1 citation recorded*CCLD

What does Type A vs Type B mean?

Type A. Serious citation. Imminent or substantial risk to children. The regulator requires corrective action immediately and may impose a civil penalty.

Type B. Lower-severity citation. Corrective action required, no imminent risk. The regulator monitors compliance on the next visit.

  • 87465(e)Type B

    Based on observation and record review, the licensee did not comply with the section cited above as R1's centrally stored medications contained a bottle of "1 a day men's multi vitamins" which R1 did not have a prescription or doctor's orders for which poses a potential health risk to persons in care.

FAQ · About this visit

Common questions about this visit

What happened during the August 19, 2025 inspection of ASHLEY'S GARDEN ELDERLY CARE?

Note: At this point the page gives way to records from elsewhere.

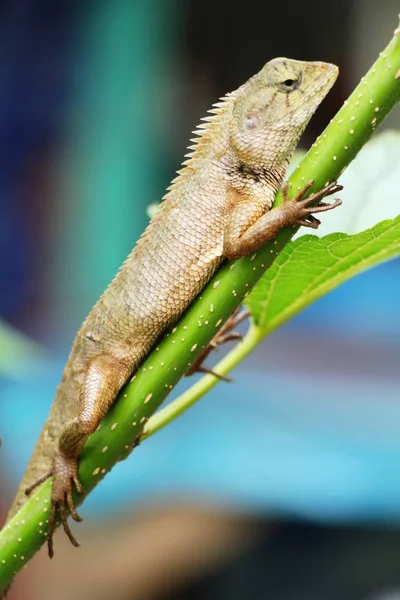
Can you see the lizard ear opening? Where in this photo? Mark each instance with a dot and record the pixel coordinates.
(289, 85)
(252, 122)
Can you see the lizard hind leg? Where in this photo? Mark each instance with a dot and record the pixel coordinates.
(104, 378)
(227, 333)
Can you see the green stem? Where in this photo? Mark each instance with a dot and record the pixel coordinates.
(204, 385)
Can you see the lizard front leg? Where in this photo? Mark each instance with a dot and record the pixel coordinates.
(247, 230)
(103, 379)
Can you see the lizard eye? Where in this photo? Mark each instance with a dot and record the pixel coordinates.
(252, 122)
(289, 85)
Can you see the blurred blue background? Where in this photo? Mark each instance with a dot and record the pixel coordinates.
(97, 102)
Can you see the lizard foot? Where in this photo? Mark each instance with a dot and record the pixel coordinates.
(65, 476)
(225, 334)
(301, 208)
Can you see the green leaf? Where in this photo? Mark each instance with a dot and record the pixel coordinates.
(310, 267)
(370, 188)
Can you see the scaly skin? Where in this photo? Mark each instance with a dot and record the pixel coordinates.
(218, 207)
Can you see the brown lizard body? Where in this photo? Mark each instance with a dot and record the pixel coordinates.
(217, 208)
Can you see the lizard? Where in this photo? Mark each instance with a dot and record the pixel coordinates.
(218, 207)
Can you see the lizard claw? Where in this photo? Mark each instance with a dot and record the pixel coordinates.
(65, 476)
(301, 208)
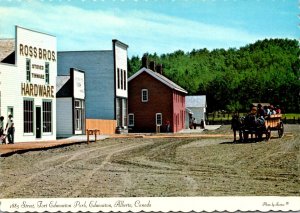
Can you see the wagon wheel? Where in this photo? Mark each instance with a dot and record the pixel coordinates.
(280, 130)
(268, 133)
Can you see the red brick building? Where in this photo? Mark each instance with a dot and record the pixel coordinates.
(154, 100)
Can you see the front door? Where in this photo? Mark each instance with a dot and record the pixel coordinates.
(38, 130)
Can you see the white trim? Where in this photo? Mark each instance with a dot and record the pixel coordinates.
(157, 124)
(142, 95)
(131, 124)
(153, 74)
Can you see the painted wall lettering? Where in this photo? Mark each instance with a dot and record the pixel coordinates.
(28, 89)
(35, 52)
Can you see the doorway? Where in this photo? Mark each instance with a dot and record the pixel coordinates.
(38, 130)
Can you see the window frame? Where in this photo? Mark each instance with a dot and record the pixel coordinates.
(45, 115)
(156, 116)
(47, 73)
(30, 115)
(28, 69)
(131, 118)
(147, 95)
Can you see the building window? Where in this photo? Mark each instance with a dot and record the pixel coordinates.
(47, 116)
(144, 95)
(125, 79)
(124, 112)
(28, 69)
(121, 79)
(119, 111)
(78, 114)
(158, 119)
(118, 78)
(131, 119)
(28, 116)
(47, 75)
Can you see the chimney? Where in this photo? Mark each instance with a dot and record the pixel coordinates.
(152, 66)
(159, 69)
(145, 61)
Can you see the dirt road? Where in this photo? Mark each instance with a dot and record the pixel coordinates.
(157, 167)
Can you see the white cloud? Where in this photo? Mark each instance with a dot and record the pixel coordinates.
(143, 31)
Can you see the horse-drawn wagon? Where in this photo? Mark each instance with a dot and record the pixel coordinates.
(250, 125)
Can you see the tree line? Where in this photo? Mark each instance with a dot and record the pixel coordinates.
(266, 71)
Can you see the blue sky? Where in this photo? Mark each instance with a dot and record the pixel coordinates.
(160, 26)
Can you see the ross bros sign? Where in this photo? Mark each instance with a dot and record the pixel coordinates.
(30, 51)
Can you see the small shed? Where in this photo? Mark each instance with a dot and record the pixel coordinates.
(195, 108)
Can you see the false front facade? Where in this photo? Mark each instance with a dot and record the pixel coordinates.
(106, 87)
(28, 69)
(155, 103)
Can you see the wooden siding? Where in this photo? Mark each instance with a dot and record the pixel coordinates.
(64, 117)
(105, 126)
(160, 100)
(99, 79)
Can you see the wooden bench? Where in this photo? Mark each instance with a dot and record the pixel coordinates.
(92, 132)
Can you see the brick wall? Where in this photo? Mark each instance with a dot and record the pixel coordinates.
(160, 101)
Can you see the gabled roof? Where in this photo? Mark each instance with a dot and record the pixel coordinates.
(7, 47)
(159, 77)
(63, 86)
(195, 101)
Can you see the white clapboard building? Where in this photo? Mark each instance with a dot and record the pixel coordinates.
(195, 108)
(28, 69)
(70, 103)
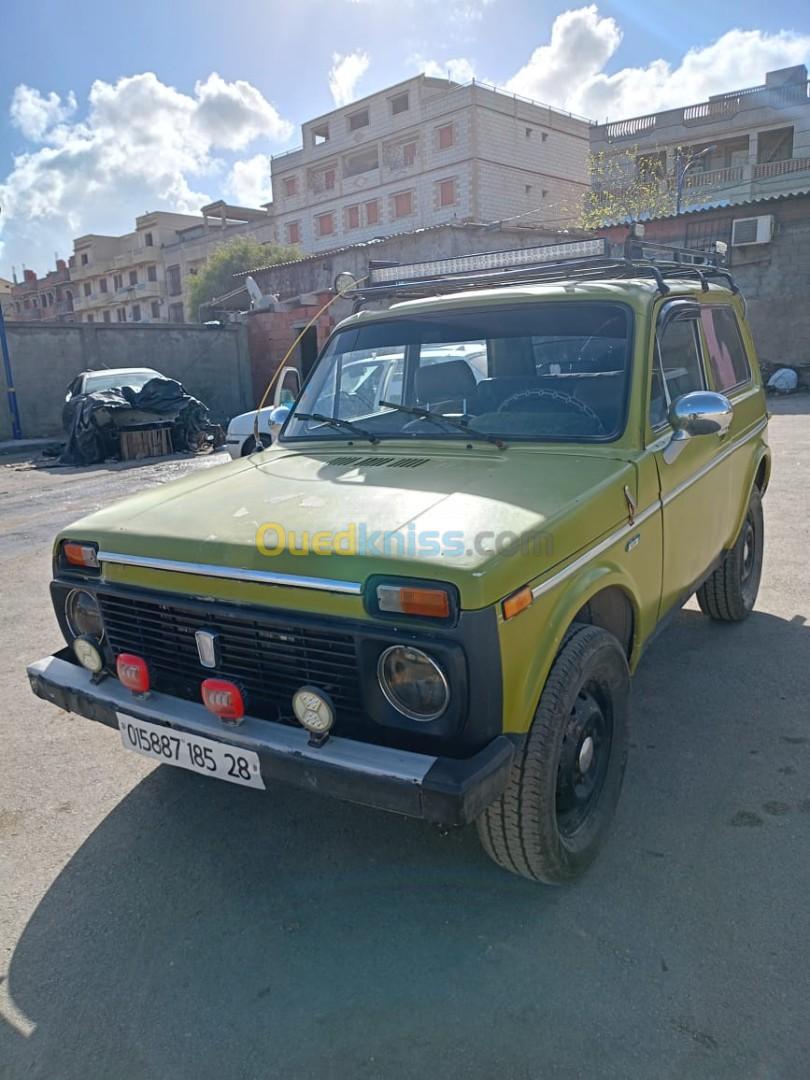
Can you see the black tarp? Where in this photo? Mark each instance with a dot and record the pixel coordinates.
(98, 418)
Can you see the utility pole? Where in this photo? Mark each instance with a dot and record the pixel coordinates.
(11, 393)
(683, 164)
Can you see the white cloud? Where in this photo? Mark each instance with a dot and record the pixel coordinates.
(248, 181)
(459, 69)
(345, 75)
(568, 71)
(34, 113)
(142, 146)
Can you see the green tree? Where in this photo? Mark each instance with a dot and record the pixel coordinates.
(234, 256)
(626, 185)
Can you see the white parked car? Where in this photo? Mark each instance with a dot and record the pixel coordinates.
(240, 439)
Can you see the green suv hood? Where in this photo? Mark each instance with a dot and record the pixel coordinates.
(486, 520)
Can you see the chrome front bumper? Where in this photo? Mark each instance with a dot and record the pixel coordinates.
(442, 790)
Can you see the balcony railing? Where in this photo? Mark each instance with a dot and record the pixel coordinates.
(716, 177)
(769, 169)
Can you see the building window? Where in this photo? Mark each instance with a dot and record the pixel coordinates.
(358, 120)
(325, 225)
(363, 162)
(774, 145)
(445, 136)
(446, 192)
(403, 203)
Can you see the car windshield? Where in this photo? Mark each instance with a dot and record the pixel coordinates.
(551, 370)
(111, 380)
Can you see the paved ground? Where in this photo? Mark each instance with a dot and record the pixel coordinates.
(153, 923)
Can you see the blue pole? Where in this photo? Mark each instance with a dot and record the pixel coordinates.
(11, 393)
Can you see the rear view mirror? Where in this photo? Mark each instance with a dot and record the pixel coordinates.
(699, 413)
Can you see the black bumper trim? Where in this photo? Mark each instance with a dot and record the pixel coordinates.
(445, 791)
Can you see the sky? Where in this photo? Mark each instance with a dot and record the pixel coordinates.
(110, 110)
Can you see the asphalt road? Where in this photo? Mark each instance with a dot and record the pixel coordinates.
(153, 923)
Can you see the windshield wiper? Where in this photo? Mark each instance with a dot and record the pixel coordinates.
(426, 414)
(335, 421)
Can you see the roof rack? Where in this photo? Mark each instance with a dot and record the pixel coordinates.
(572, 260)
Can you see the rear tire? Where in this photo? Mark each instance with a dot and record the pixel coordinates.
(554, 814)
(731, 591)
(250, 445)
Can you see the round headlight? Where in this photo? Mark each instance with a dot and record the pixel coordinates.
(82, 615)
(413, 683)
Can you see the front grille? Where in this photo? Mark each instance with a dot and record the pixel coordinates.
(268, 661)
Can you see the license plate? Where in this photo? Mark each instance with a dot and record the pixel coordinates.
(190, 752)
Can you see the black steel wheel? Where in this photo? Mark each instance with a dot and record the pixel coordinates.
(553, 818)
(730, 593)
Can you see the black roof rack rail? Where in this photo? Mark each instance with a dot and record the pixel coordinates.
(576, 260)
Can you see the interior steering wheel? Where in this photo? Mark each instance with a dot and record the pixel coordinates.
(556, 395)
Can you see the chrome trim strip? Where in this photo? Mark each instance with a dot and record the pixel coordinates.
(658, 504)
(595, 552)
(233, 574)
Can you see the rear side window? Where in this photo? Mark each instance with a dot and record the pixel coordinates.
(725, 347)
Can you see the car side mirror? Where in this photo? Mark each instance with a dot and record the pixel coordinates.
(699, 413)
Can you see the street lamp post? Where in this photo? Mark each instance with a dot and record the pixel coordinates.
(682, 167)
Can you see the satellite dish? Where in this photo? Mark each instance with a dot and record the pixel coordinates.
(255, 293)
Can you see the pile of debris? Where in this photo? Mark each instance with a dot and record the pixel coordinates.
(159, 418)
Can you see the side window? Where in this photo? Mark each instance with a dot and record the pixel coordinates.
(678, 369)
(725, 346)
(289, 387)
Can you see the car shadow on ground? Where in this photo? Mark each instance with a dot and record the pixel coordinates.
(204, 931)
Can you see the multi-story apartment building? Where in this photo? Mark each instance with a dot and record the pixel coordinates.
(423, 152)
(736, 147)
(188, 253)
(124, 279)
(37, 299)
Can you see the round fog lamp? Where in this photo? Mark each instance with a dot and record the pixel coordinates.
(313, 710)
(82, 615)
(89, 655)
(413, 683)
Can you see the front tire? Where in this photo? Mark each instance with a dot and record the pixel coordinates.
(554, 814)
(730, 593)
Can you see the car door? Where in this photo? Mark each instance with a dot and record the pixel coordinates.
(696, 500)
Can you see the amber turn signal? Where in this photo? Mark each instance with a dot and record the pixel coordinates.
(433, 603)
(517, 602)
(80, 554)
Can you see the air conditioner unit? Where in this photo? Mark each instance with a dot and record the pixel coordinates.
(752, 230)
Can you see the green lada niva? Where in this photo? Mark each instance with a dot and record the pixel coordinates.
(429, 595)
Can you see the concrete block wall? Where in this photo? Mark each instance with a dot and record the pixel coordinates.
(212, 364)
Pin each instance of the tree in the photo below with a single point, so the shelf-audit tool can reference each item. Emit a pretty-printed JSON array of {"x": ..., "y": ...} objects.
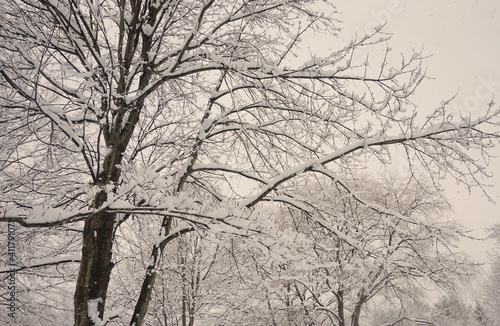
[
  {"x": 490, "y": 296},
  {"x": 157, "y": 109},
  {"x": 369, "y": 253}
]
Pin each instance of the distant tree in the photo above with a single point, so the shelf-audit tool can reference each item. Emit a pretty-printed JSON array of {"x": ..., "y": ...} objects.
[
  {"x": 160, "y": 110},
  {"x": 383, "y": 249},
  {"x": 491, "y": 295}
]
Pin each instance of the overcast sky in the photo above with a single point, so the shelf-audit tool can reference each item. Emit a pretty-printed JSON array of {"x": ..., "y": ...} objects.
[{"x": 462, "y": 37}]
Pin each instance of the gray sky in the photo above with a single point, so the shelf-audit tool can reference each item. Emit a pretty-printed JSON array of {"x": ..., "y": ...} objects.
[{"x": 462, "y": 38}]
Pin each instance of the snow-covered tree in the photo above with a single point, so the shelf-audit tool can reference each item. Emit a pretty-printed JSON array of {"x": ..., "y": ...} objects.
[
  {"x": 162, "y": 111},
  {"x": 396, "y": 243}
]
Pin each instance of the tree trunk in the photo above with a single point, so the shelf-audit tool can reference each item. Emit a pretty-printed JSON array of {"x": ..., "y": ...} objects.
[
  {"x": 142, "y": 303},
  {"x": 95, "y": 267},
  {"x": 356, "y": 313},
  {"x": 340, "y": 307}
]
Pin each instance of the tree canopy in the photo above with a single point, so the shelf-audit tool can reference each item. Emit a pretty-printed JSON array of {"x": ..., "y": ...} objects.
[{"x": 193, "y": 116}]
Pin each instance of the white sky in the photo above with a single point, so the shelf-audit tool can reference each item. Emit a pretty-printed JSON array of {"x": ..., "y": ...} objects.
[{"x": 462, "y": 37}]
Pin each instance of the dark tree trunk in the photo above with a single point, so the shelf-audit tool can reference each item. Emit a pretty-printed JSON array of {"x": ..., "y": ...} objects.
[
  {"x": 340, "y": 307},
  {"x": 95, "y": 267}
]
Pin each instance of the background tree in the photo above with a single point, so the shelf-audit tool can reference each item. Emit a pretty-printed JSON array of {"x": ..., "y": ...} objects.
[
  {"x": 157, "y": 110},
  {"x": 370, "y": 251}
]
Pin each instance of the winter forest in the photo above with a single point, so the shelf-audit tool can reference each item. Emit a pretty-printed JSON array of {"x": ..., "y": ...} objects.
[{"x": 193, "y": 162}]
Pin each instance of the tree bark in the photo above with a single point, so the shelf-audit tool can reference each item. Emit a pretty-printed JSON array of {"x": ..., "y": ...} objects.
[{"x": 142, "y": 303}]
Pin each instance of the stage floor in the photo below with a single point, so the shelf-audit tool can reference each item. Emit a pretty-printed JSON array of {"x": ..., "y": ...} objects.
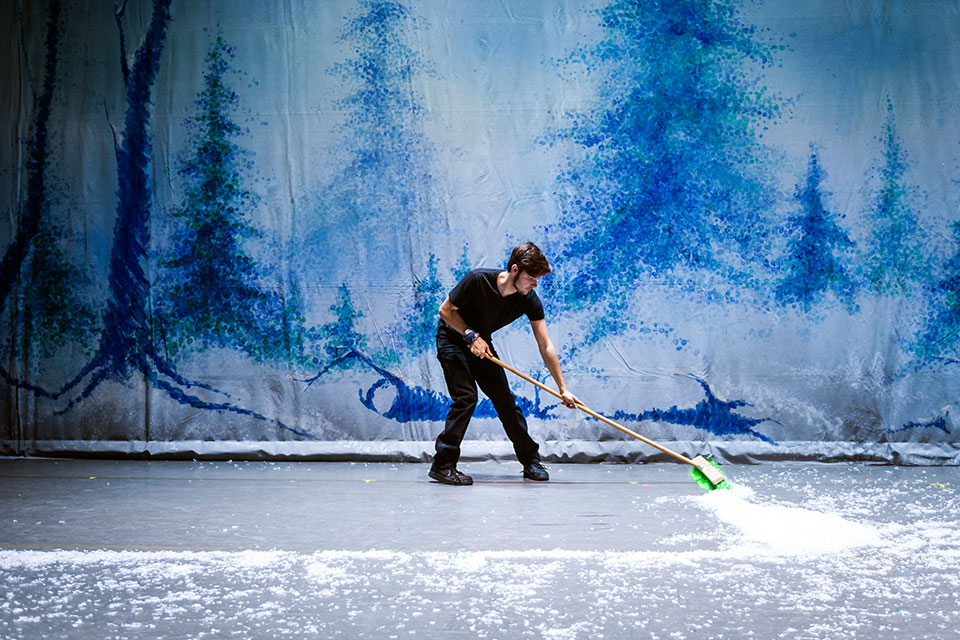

This was a inspection inspection of ASHLEY'S GARDEN ELDERLY CARE on August 19, 2025. 1 citation were issued: 1 Type B.

Were any citations issued to ASHLEY'S GARDEN ELDERLY CARE on August 19, 2025?

Yes, 1 citation was issued (0 Type A, 1 Type B). The first citation was for: "Based on observation and record review, the licensee did not comply with the section cited above as R1's centrally store..."

What type of inspection was this?

This was a inspection inspection. inspection inspections are conducted by CCLD as part of their licensing oversight.